We went out to a heap of circulars, letters from the police, utility bills, pamphlets from the Cancer Fund, and unread newspapers in the front hall. I picked through it awhile, but I couldn't find the envelope from Westy. Then there was a shriek from the top of the stairs. It was Sister.

“I've got the cocksucking invitation up here I”

Mr. Hooch looked very sad.

“She ain't right, Ray. She sings at night and smokes that marijuana all day and don't eat much. Go see to her, if you would.”

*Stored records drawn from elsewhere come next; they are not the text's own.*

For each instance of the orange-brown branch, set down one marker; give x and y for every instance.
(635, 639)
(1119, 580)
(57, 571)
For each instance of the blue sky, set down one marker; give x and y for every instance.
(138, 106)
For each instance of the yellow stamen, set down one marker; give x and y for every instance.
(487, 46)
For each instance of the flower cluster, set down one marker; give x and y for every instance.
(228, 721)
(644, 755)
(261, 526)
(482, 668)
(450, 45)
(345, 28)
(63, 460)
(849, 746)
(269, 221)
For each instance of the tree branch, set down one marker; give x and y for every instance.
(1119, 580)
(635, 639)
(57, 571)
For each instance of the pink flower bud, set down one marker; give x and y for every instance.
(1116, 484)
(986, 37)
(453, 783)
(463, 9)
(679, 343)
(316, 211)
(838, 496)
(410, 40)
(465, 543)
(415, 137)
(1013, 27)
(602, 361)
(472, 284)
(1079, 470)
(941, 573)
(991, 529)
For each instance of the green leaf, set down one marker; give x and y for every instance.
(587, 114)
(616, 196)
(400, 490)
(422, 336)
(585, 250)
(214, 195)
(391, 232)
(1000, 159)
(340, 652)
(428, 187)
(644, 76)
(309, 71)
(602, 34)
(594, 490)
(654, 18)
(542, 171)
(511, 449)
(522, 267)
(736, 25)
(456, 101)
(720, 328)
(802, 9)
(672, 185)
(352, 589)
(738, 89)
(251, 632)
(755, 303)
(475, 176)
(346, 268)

Her room was well set up. She had an expensive stereo system with Devon speakers, a microphone stand, a Martin guitar on the bed, which was brass and costly, a thick oyster-shell carpet on the floor, a tape deck, rugged white thick curtains on the window, and the walls were solid acoustic tile as well as the ceiling. It was a studio. It smelled like she'd lit ten joints about eight seconds
ago. It had its own refrigerator. The door shut behind me as if in a vacuum unit.

Sister was wearing only panties and a red halter. I'd never seen her look better. Actually, in good light, I'd never seen this much of her.

She had the invitation from Westy in her hand and sat on the bed.

“Ray, you told me once that you needed to make love twice a day or you got very tense and had headaches. But I need it four times a day and I'm getting to be a better singer every day.”

I didn't say anything. I was still taking in her and the room.

“There's a man with a glorious voice I sing with named Marcel Smith. We do duets and we are making a lot of money around town and we might get an album contract with some people up at Muscle Shoals.”

“That's wonderful,” I said.

“Just like your marriage,” Sister said.

“I've got this woman. You'd like her,” I said.

“I probably would. What do you want to do?”

“Find it and live it,” I said.

“Don't you want me too?”

“If it wouldn't be too much trouble,” said I.